At the risk of sounding a soothsayer for the new atomic age - capable of staring through the nuclear fire - unsteady predictions can be made as to who will ‘win’ the ‘Fusion Race’ using geopolitical intuition. Although it must be considered that there is an international research consortium on fusion as a power source, unlike the Space Race or ‘race to the bomb’ - yet the claim for global prestige and technological control is constantly pushing national interests. For the United States, whilst California’s innovation and technological edge may pip China to the post, there is the matter of big oil industrial lobbying and the political machinations that would hinder the launch of a successful commercial reactor. Europe as the home of the ITER project, the largest international Tokamak experiment, has diplomatic support, yet there is still the question of France and Germany phasing out their domestic nuclear power programmes.

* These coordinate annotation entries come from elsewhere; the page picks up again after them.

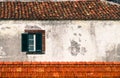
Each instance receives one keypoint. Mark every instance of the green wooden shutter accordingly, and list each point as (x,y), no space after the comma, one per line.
(24,42)
(39,42)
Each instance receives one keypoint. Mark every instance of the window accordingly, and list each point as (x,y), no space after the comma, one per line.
(33,42)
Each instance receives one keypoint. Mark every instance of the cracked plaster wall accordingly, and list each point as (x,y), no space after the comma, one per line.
(65,40)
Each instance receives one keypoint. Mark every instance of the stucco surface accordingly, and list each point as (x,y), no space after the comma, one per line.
(65,40)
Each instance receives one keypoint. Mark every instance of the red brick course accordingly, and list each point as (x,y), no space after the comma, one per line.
(68,10)
(60,69)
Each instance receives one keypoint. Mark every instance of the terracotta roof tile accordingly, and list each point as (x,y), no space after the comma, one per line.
(81,10)
(60,69)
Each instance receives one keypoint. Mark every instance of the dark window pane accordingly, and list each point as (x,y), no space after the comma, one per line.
(30,36)
(38,42)
(31,42)
(24,42)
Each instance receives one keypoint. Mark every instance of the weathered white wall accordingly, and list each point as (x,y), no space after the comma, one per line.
(65,40)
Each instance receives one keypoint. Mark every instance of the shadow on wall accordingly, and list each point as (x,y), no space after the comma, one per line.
(113,54)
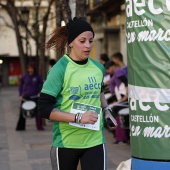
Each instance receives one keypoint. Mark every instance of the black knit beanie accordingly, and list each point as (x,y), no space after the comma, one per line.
(77,26)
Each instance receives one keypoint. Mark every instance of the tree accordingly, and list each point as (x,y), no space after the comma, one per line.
(10,8)
(15,15)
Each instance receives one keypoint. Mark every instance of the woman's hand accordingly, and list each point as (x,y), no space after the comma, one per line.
(89,117)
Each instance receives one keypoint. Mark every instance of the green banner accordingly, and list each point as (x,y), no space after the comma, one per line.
(148,44)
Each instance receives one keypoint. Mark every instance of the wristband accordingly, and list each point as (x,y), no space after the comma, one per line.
(107,108)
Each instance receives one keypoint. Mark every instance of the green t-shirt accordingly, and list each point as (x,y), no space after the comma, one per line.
(69,82)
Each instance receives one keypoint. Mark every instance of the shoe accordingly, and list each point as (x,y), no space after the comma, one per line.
(116,142)
(41,129)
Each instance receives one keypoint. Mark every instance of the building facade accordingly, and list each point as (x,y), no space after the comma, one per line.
(108,20)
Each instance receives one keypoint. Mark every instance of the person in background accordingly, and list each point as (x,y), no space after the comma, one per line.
(51,62)
(119,87)
(103,58)
(72,98)
(29,89)
(0,83)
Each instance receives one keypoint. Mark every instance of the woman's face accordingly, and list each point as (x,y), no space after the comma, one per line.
(81,46)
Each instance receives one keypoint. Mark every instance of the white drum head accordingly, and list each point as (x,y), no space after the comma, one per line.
(124,111)
(108,95)
(29,105)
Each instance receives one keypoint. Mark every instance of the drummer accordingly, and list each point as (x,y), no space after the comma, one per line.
(29,88)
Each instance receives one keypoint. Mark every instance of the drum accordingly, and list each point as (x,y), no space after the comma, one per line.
(124,118)
(28,109)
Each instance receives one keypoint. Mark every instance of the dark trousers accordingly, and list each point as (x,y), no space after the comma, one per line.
(21,125)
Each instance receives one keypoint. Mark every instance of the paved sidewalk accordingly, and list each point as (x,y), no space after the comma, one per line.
(30,149)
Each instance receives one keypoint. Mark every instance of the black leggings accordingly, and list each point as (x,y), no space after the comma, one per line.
(93,158)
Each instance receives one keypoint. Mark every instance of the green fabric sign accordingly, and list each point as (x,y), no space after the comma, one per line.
(148,36)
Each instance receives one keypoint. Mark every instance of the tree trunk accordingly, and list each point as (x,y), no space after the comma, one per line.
(42,68)
(11,10)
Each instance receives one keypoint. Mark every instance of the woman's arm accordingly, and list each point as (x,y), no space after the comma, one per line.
(46,108)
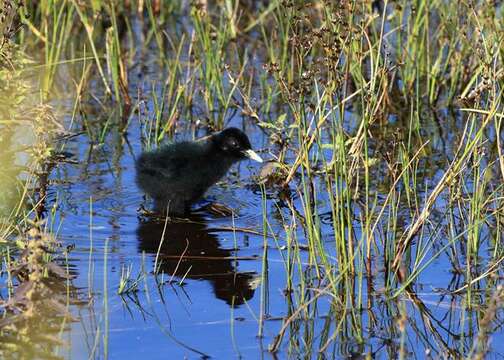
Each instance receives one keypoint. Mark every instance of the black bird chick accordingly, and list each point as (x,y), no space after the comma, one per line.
(177,175)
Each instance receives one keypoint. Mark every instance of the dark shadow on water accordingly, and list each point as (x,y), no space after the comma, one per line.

Whilst Saudi Arabia and the UAE have recently put vast sums into fission research and implementation, one must still consider the wealth that oil has brought upon the OPEC nations - this is entrenched into the very economic fabric of the modern Middle East. The introduction of successful widely-implemented commercial fusion could tip the balance away from OPEC as a major power. Both South Korea and Japan are areas of high research output into fusion, although (both historic and recent) nuclear disasters in Japan are surely to delay more nuclear power in the country.
Therefore, with a continued look to the East, could it be China that drives forward in both technology and engineering? With the pronounced ability to build highways, railways, and new cities even - there is the infrastructural capacity to enable a fusion reactor construction programme. However, perhaps the trend to use up existing coal reserves and therefore be the only major economy to continue to construct coal power plants will disturb this. China, with its statist system and fierce economy, also tends towards the ability to spend on big public infrastructure, rather than requiring international investors (case-and-point necessary Chinese investment in UK Fission power), and thus would have the means to enact fusion power when it inevitably comes.
When fission power was brought into the world in unparalleled flame, Oppenheimer referred to himself as like Vishnu, ‘destroyer of worlds’; now instead Chinese researchers ‘create artificial suns’ that burn in controlled environments. We are on the cusp of utilising fusion - previously exclusively armed as a doomsday tool to annihilate our earthly reality - but as an opportunity to challenge the current economic and energy hegemony, providing vast amounts of clean, low-cost energy. A potential crucial element of fighting climate change, we just need it to hurry up.